No offense, but I think the problem is you.

Even a for chit set of plans notes overhangs, pitches & have a roof framing plan. Scaling some of these dimensions, especially for a roofer, can be challenging...

Get a good scale, familiarize yourself with it.

Get some old plans with a known quantity & scale it out.

No easy tricks....just a little practice to build confidence...

Then there's the guys that take the square footage & use a multiplier...

What ever works best for you...:thumbsup:

Just pay very close attention to the details...


----------



## Jaws (Dec 20, 2010)

Even if there aren't dimensions it should be to scale, use a scale ruler and figure the dimensions. Sq ft divided into squares, linear ft for ridge.


----------



## slowsol (Aug 27, 2005)

I do it all the time. I use a take off program, but could easily do it otherwise.

Take off the foundation, add overhangs, multiply for pitch, add waste. Turn in bid, get contract, sub roof out to cheaper roofer, collect check. Done.


----------



## OldNBroken (Feb 8, 2008)

Elevations and Roof plan.
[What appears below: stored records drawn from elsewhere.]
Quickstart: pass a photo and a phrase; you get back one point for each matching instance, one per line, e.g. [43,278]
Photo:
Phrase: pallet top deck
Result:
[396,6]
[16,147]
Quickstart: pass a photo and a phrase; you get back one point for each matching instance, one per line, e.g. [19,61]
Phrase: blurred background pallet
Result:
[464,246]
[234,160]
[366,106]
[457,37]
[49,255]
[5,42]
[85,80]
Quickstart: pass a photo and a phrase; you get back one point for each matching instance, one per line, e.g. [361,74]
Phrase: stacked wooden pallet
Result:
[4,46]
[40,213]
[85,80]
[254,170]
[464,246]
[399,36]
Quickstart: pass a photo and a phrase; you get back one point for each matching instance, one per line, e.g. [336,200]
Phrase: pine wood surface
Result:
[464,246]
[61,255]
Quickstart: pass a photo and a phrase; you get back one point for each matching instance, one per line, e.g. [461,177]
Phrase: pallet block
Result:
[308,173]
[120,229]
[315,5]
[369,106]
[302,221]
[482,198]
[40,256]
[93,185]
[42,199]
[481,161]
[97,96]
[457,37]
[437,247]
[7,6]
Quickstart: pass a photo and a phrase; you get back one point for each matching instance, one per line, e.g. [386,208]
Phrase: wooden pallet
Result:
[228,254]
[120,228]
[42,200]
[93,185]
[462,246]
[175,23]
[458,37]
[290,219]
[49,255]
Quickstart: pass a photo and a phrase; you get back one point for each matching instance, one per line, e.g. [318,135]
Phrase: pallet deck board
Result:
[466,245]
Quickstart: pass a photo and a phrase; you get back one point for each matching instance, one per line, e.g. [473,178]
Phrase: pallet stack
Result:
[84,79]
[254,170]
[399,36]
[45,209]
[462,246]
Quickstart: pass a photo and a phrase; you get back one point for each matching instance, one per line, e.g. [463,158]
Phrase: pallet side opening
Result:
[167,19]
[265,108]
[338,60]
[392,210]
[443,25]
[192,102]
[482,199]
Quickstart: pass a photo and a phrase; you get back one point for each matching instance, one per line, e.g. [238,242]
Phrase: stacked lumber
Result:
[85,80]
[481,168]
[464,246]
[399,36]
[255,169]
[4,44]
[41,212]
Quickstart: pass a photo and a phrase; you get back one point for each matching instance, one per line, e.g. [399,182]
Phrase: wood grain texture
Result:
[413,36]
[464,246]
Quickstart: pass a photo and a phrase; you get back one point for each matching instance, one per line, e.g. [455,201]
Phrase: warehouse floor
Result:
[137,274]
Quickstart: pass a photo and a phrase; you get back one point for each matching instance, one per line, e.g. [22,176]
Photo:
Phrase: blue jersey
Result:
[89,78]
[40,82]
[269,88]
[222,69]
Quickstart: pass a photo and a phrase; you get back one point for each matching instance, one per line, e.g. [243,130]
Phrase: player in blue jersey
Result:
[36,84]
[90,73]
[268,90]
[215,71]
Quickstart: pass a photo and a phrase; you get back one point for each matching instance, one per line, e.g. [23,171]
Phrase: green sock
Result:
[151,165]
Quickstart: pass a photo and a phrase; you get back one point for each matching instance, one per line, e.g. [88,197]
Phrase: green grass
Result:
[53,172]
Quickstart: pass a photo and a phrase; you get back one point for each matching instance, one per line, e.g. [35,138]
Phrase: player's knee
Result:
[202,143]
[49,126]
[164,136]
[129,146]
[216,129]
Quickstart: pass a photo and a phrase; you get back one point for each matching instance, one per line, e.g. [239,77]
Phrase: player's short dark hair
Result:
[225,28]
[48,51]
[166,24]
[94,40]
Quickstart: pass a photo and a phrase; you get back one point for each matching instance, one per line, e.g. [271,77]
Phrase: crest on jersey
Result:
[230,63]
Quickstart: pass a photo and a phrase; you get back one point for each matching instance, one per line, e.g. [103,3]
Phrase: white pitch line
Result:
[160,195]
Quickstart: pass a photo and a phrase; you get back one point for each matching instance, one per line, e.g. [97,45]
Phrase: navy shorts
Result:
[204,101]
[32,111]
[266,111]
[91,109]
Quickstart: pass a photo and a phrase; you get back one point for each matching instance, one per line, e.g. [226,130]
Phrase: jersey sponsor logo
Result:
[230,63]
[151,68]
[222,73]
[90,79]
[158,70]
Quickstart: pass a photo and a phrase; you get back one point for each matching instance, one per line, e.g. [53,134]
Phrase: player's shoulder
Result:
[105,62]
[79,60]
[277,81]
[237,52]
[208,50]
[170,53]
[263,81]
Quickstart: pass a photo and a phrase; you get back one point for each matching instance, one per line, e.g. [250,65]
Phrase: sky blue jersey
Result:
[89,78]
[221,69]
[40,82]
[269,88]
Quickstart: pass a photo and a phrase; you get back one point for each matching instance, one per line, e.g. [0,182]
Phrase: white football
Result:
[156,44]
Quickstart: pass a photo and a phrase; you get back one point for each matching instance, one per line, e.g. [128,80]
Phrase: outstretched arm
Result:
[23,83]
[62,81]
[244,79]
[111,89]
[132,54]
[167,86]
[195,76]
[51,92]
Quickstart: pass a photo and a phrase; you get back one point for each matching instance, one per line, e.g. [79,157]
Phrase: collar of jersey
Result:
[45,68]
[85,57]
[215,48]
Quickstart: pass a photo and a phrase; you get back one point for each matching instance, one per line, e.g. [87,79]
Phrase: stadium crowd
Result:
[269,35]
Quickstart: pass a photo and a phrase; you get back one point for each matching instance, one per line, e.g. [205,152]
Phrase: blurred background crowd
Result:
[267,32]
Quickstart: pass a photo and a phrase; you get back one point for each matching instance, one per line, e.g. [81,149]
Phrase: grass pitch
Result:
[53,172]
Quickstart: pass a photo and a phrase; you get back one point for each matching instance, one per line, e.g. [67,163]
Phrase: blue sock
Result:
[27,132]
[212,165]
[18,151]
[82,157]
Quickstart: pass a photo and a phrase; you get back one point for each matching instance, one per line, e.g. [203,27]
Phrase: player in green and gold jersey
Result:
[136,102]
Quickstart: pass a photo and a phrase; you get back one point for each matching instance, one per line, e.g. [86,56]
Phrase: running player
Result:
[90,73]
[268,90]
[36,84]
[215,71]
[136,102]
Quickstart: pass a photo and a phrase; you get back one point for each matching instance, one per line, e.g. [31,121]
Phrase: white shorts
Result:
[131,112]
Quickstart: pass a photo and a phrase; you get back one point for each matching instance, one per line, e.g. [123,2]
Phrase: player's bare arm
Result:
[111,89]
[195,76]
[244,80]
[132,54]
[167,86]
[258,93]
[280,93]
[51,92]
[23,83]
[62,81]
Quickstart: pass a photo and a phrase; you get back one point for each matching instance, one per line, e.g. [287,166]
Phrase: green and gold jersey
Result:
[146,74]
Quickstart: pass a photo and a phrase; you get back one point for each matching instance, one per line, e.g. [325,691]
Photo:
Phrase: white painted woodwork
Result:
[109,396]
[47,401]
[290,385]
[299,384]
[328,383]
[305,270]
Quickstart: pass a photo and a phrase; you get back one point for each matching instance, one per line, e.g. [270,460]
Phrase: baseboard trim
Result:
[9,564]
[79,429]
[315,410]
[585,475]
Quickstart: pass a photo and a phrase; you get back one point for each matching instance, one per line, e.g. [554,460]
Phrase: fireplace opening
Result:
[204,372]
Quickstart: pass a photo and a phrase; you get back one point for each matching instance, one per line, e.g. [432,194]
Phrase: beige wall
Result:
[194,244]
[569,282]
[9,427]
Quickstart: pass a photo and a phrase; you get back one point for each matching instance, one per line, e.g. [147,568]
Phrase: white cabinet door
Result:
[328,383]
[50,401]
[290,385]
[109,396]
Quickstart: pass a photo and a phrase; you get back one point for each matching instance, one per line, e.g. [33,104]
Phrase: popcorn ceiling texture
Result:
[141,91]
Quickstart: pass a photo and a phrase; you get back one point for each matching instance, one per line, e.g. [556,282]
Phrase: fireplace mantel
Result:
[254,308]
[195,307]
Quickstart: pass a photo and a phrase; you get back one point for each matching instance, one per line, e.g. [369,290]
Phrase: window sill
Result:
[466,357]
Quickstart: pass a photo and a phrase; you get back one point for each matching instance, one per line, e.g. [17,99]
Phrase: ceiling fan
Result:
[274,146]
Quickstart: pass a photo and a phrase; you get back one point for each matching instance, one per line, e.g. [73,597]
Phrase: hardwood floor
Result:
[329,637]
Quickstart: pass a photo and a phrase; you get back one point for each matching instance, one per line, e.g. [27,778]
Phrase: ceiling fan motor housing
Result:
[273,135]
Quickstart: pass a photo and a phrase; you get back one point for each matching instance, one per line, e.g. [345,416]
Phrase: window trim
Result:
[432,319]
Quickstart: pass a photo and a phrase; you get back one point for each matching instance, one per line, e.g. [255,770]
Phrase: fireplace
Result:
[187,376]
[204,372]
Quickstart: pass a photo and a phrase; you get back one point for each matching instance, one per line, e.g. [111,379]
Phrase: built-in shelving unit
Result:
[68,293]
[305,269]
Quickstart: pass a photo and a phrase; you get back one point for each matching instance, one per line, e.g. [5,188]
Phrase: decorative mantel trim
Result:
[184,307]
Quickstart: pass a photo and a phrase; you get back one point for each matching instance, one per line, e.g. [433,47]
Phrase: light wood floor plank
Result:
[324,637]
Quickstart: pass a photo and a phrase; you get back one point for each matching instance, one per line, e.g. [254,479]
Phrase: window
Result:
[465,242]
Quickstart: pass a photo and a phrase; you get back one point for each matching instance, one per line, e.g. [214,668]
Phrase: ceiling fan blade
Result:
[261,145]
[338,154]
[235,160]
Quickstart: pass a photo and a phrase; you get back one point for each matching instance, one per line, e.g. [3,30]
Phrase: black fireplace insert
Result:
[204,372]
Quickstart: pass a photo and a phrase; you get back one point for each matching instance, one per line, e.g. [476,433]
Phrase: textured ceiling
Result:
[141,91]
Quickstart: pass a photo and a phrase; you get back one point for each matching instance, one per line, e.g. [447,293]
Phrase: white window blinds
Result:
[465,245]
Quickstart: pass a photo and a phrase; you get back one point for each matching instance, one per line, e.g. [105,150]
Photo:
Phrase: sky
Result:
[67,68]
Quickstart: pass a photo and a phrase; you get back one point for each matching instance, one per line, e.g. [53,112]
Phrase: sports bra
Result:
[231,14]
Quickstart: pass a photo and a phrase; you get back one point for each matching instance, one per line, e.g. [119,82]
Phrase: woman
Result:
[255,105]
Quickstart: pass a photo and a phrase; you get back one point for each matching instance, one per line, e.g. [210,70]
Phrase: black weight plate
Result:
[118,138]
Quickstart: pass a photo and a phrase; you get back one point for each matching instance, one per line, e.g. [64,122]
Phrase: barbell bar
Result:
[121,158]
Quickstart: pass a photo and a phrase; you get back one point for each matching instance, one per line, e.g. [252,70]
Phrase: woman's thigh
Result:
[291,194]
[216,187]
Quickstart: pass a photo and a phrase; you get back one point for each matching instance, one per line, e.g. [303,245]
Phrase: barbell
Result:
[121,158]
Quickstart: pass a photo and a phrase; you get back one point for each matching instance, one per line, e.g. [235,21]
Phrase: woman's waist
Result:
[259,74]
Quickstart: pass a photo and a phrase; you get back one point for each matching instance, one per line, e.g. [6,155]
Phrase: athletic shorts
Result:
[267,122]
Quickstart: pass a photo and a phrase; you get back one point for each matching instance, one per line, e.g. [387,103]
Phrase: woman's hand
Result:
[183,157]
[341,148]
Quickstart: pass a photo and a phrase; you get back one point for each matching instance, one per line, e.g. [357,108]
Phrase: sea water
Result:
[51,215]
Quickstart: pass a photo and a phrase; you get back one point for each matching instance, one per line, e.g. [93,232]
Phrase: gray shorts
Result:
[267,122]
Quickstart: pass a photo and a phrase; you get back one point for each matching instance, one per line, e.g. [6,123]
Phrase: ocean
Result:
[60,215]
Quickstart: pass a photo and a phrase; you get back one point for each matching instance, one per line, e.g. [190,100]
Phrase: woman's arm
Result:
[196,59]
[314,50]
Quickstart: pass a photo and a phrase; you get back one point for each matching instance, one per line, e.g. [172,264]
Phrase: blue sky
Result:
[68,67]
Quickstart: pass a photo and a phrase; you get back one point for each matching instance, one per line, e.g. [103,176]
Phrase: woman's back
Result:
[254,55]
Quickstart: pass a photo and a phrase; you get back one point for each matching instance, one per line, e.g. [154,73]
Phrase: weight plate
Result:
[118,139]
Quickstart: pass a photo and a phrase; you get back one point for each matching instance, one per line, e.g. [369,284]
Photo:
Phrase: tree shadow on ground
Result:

All the info you ever need will be on these pages. Sounds like you just need some practice and edjumacation reading prints. Nothing wrong with that.


----------



## Mr Latone (Jan 8, 2011)

Renegade said:


> Elevations and Roof plan. All the info you ever need will be on these pages. Sounds like you just need some practice and edjumacation reading prints. Nothing wrong with that.


Exactly.

After that its just areas of triangles and rectangles.

Still have to do a little extra work to get the hip lengths though.


----------



## CompleteW&D (May 28, 2011)

Even the worst set of plans are drawn to some scale. 3/8" = 1' for example. So all you need is a drafting scale like this:










Each side has a different scale. All you do is pick the correct side and start measuring away. You measure the square footage of the roof's foot print. All you do then once you get your square footage, is multiply the SF by the pitch factor for that particular roof, then add waste to get your field shingles. Next, measure for starter and hip/ridge shingles and you're done with your take off.

Even on the most complex, cut up roof, you can do a full take off in about 10 minutes once you learn how to use one of these $5 drafting squares.

Here is a handy pitch factor chart for you....
http://connected.typepad.com/connected/files/roof_pitch_factors.pdf

Just remember when using this particular pitch factor chart, that you will have about 10% more waste on a hip roof with a lot of valleys than you will on a straight gable roof. I typically figured my wast at about 5% on a straight gabled roof and as much as 15% on a roof that is all cut up. Generally, it falls somewhere in between.

Good luck! :thumbsup:


----------